A google search brought up one or two of the more recent pieces on this subject but the remainder – I later discovered more than a dozen – stayed buried. Consequently I searched my own blog archives and came up with most of the others. Some of the pieces may be slightly dated but generally speaking they remain topical today. There also remains a certain amount of repetition – a general feature of both journalism and politics. What follows is a brief summary of some of these not so easily found articles.

One of the first I found was a blog on Aboriginal burning entitled Firestick Farming Controlled Burns and Climate Change which looked at the propaganda that promoted widespread controlled burns. This was because it was supposedly a practice widespread in Gippsland and across Australia before the arrival of Europeans. The evidence, at least for Gippsland, suggests otherwise.

Other blogs more specific to the burning practice included Controlled Burns, Asset Protection and Climate Change which highlighted the work of Dr David Cheal and came to the conclusion that these burns “in terms of asset protection, [were] useless and a waste of resources” and that logging and burning practices should be phased out as quickly as possible.

Dr Cheal was the keynote speaker at the Burning Issue symposium chaired by Deb Foskey, to which I made a small contribution. This in turn was based on earlier research blogged as Logging Coupe Burns and Greenhouse Gas Emissions which looked in some detail at how disastrous the practice of clearfell logging and associated burning was for climate change. It was clear then that the loggers and the bureaucrats had little idea of the science of climate inertia, forests as a carbon store and other aspects of climate change and the climate emergency.
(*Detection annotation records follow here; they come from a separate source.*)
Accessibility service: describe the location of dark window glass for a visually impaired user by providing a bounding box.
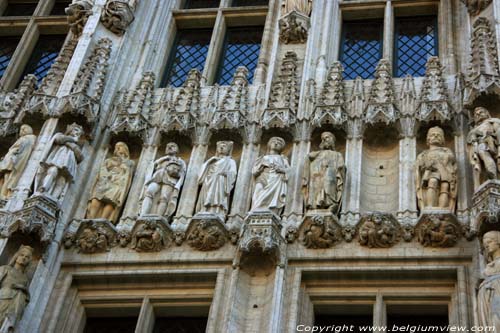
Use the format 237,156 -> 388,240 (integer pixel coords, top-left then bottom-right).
83,317 -> 137,333
162,29 -> 212,87
21,35 -> 66,82
50,1 -> 71,15
3,2 -> 37,16
340,21 -> 383,80
217,27 -> 263,85
233,0 -> 269,7
0,37 -> 20,78
394,16 -> 438,77
184,0 -> 220,9
153,317 -> 207,333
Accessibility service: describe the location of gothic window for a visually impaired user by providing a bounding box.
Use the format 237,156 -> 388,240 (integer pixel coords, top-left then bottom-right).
0,37 -> 20,78
340,20 -> 383,80
217,27 -> 262,85
394,16 -> 437,77
163,29 -> 212,87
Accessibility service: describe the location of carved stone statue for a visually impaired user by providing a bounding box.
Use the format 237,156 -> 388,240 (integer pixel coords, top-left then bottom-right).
477,231 -> 500,332
0,245 -> 33,332
251,137 -> 290,215
35,123 -> 84,200
0,125 -> 36,199
141,142 -> 186,217
281,0 -> 312,16
467,107 -> 500,189
87,142 -> 134,222
304,132 -> 345,214
416,127 -> 457,212
196,141 -> 238,217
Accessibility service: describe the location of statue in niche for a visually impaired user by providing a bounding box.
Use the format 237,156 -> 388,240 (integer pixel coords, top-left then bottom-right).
304,132 -> 345,214
251,137 -> 290,215
87,142 -> 134,222
141,142 -> 186,217
196,141 -> 238,218
416,127 -> 457,212
467,107 -> 500,189
477,231 -> 500,332
0,245 -> 33,332
0,125 -> 36,199
35,123 -> 84,200
281,0 -> 312,16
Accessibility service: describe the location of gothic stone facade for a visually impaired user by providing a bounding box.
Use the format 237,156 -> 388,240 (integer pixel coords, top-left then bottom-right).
0,0 -> 500,332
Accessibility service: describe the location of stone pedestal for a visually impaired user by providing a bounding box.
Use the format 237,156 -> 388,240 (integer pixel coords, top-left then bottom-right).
186,213 -> 229,251
299,209 -> 342,249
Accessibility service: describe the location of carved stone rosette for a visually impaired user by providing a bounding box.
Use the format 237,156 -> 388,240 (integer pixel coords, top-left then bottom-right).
186,213 -> 229,251
415,211 -> 463,248
471,180 -> 500,232
0,195 -> 59,243
357,212 -> 402,248
130,215 -> 173,252
299,210 -> 342,249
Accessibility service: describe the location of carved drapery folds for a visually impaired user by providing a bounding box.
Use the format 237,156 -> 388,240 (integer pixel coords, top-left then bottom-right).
111,72 -> 155,142
160,69 -> 201,132
65,0 -> 95,37
464,17 -> 500,105
262,51 -> 299,128
365,59 -> 399,124
417,57 -> 451,121
312,61 -> 347,127
101,0 -> 136,36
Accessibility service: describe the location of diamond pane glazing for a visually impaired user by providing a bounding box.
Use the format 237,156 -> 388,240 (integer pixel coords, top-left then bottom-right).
0,37 -> 20,78
394,16 -> 437,77
341,21 -> 383,80
217,27 -> 263,85
21,35 -> 66,83
162,29 -> 212,87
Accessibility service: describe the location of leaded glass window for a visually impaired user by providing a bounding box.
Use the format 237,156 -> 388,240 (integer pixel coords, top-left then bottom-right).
340,20 -> 383,80
162,29 -> 212,87
0,37 -> 21,78
21,35 -> 66,82
217,27 -> 263,85
394,16 -> 438,77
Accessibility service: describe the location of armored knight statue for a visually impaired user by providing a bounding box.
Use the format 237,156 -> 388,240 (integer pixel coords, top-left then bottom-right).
196,141 -> 238,219
87,142 -> 134,222
251,137 -> 290,216
0,125 -> 36,199
281,0 -> 312,16
416,127 -> 457,212
141,142 -> 186,217
304,132 -> 345,214
0,245 -> 33,332
467,107 -> 500,189
477,231 -> 500,332
35,123 -> 84,200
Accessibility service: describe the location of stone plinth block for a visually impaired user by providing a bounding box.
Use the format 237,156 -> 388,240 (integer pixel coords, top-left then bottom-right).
186,213 -> 229,251
299,210 -> 342,249
415,210 -> 464,247
130,215 -> 173,252
1,195 -> 59,243
471,180 -> 500,232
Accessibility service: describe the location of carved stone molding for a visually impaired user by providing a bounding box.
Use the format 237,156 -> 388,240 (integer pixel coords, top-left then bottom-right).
101,0 -> 135,36
65,0 -> 94,37
0,195 -> 59,243
130,215 -> 173,252
186,213 -> 229,251
299,210 -> 342,249
415,211 -> 463,248
357,212 -> 402,248
279,10 -> 311,44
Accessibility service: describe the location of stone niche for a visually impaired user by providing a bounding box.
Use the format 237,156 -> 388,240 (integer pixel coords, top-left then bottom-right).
360,125 -> 399,212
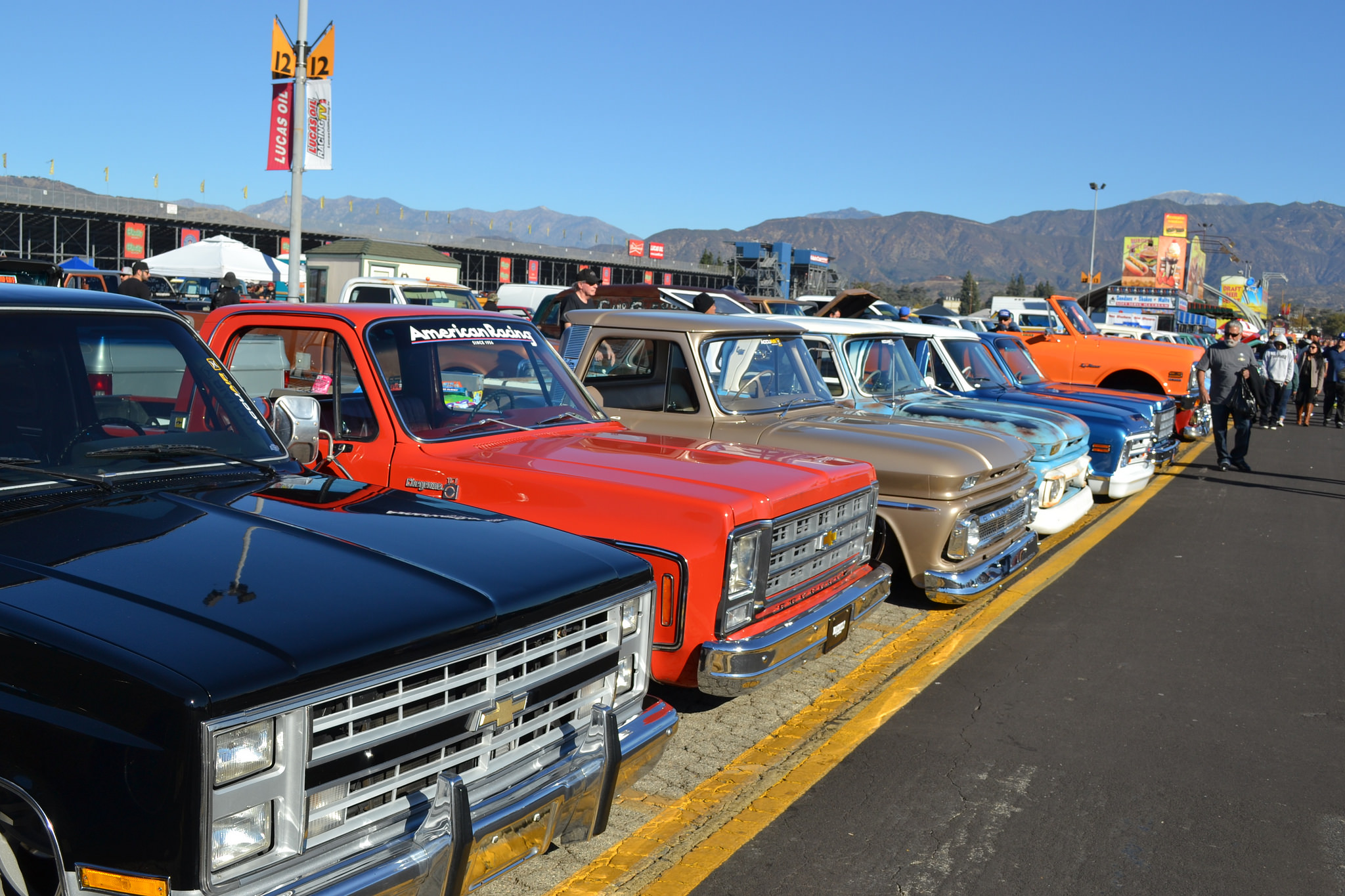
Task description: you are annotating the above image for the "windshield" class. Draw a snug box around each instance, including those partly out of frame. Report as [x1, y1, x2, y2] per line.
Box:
[402, 293, 480, 310]
[862, 302, 901, 320]
[368, 316, 604, 439]
[845, 337, 925, 398]
[0, 313, 285, 486]
[1057, 299, 1097, 336]
[701, 336, 831, 414]
[996, 339, 1046, 385]
[942, 339, 1010, 388]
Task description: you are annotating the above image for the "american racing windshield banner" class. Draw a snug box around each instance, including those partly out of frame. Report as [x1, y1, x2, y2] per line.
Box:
[408, 321, 537, 345]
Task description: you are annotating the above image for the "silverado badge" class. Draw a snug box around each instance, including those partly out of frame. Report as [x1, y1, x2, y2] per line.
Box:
[472, 693, 527, 731]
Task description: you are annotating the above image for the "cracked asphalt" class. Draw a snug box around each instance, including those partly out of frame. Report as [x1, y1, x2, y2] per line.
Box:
[695, 426, 1345, 896]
This was highlighted by the recent wholesale removal of trees along roads near Cape Conran and the Mitchell River National Park. The only so-called assets these planned burns are protecting are logging coupes and the whole ‘burning’ process is abused and misdirected. Obviously many bureaucrats and politicians need to be educated on climate change and the climate emergency. When they have some knowledge, even an inkling of possible future climate disasters, the logging economy will disappear and be replaced by the forest protection and fire prevention.